简体   繁体   English

valgrind - hellgrind 与泄漏检查的不同结果

[英]valgrind - different results with hellgrind vs leak-check

I have some strange behaviour that I do not understand.我有一些我不明白的奇怪行为。 The code is a bit complex so I would refrain from posting it here and instead describe the behaviour and hope that somebody, knowing how valgrind works, has an idea that I can pursue despite this little information.代码有点复杂,所以我不会在这里发布它,而是描述行为,并希望有人知道 valgrind 的工作原理,尽管信息很少,但我可以追求一个想法

Background:背景:

I am developing some additional functionality for an open-source, c/c++ based agent-based modelling platform fork @ my github .我正在为开源的、基于 c/c++ 的基于代理的建模平台fork @ my github开发一些附加功能。 Compilation is fine.编译没问题。 Everything seems to work as it should so far based on my validation with test-programs.根据我对测试程序的验证,一切似乎都正常工作。 Also, valgrind does not report any errors of relevance.此外,valgrind 不会报告任何相关错误。 But, reproducability (which is crucial) is strange.但是,可重复性(这是至关重要的)很奇怪。
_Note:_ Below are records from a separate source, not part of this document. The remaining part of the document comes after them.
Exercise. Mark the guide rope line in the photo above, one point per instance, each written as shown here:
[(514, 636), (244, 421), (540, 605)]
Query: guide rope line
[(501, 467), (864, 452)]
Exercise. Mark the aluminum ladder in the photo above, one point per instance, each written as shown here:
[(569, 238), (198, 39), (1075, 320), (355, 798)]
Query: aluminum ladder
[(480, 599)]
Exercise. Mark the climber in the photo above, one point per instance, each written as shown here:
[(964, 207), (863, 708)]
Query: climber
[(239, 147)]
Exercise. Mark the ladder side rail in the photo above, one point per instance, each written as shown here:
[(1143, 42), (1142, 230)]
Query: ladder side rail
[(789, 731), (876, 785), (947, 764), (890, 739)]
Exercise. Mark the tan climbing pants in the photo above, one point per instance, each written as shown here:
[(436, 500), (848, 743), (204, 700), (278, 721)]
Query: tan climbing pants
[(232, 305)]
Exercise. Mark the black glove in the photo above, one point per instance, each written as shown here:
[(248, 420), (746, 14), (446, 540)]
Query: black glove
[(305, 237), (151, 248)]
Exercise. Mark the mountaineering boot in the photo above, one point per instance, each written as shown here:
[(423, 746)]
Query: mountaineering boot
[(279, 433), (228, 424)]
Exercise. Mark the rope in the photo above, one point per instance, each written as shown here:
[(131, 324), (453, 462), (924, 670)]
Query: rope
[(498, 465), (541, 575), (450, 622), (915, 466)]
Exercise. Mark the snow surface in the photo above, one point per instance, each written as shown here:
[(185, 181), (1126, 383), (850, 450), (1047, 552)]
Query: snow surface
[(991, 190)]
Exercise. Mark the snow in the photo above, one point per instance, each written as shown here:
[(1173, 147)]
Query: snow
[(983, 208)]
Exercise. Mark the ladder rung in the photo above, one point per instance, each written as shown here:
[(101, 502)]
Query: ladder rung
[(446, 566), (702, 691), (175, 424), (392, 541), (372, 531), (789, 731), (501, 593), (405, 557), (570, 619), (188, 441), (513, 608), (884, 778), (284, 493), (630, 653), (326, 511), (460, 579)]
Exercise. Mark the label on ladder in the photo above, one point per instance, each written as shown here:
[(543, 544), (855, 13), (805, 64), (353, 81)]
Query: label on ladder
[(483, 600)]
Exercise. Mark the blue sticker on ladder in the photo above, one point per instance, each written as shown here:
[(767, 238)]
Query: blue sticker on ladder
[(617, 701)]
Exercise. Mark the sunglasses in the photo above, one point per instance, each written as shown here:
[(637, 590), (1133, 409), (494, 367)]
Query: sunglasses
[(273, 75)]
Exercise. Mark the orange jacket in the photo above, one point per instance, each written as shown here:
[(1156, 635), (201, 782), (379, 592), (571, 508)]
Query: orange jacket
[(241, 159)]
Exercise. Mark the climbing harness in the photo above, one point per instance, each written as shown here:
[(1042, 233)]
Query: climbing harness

Within the framework one defines a model file (initialisation of a simulation run, basically).在框架内定义一个模型文件(基本上是模拟运行的初始化)。 Based on this file, one should be able to reproduce the exact same output (and platform independent).基于此文件,应该能够重现完全相同的输出(并且与平台无关)。 In a way this works: If I start the simulation environment (GUI version), load the file and run it, it produces the same result each time.在某种程度上这是有效的:如果我启动模拟环境(GUI 版本),加载文件并运行它,它每次都会产生相同的结果。 Also, using the command-line version, I get the same results each time.此外,使用命令行版本,我每次都得到相同的结果。

But, if, from a running instance of the simulation environment, I run the same model more than once, then the strange behavior occurs - sometimes...但是,如果从模拟环境的一个运行实例中,我不止一次运行同一个模型,那么就会出现奇怪的行为——有时......

Compiler options used:使用的编译器选项:

CC=g++
GLOBAL_CC=-march=native -std=gnu++14
SSWITCH_CC=-fnon-call-exceptions -Og -ggdb3 -Wall

The set-up:设置:

I run the compiled file and, internally to the program compiled, a fixed simulation set-up three times.我运行编译的文件,并在编译的程序内部运行固定的模拟设置三遍。 Now, it should produce the exact same results each time, which I check by printing random numbers at different stages.现在,它每次都应该产生完全相同的结果,我通过在不同阶段打印随机数来检查。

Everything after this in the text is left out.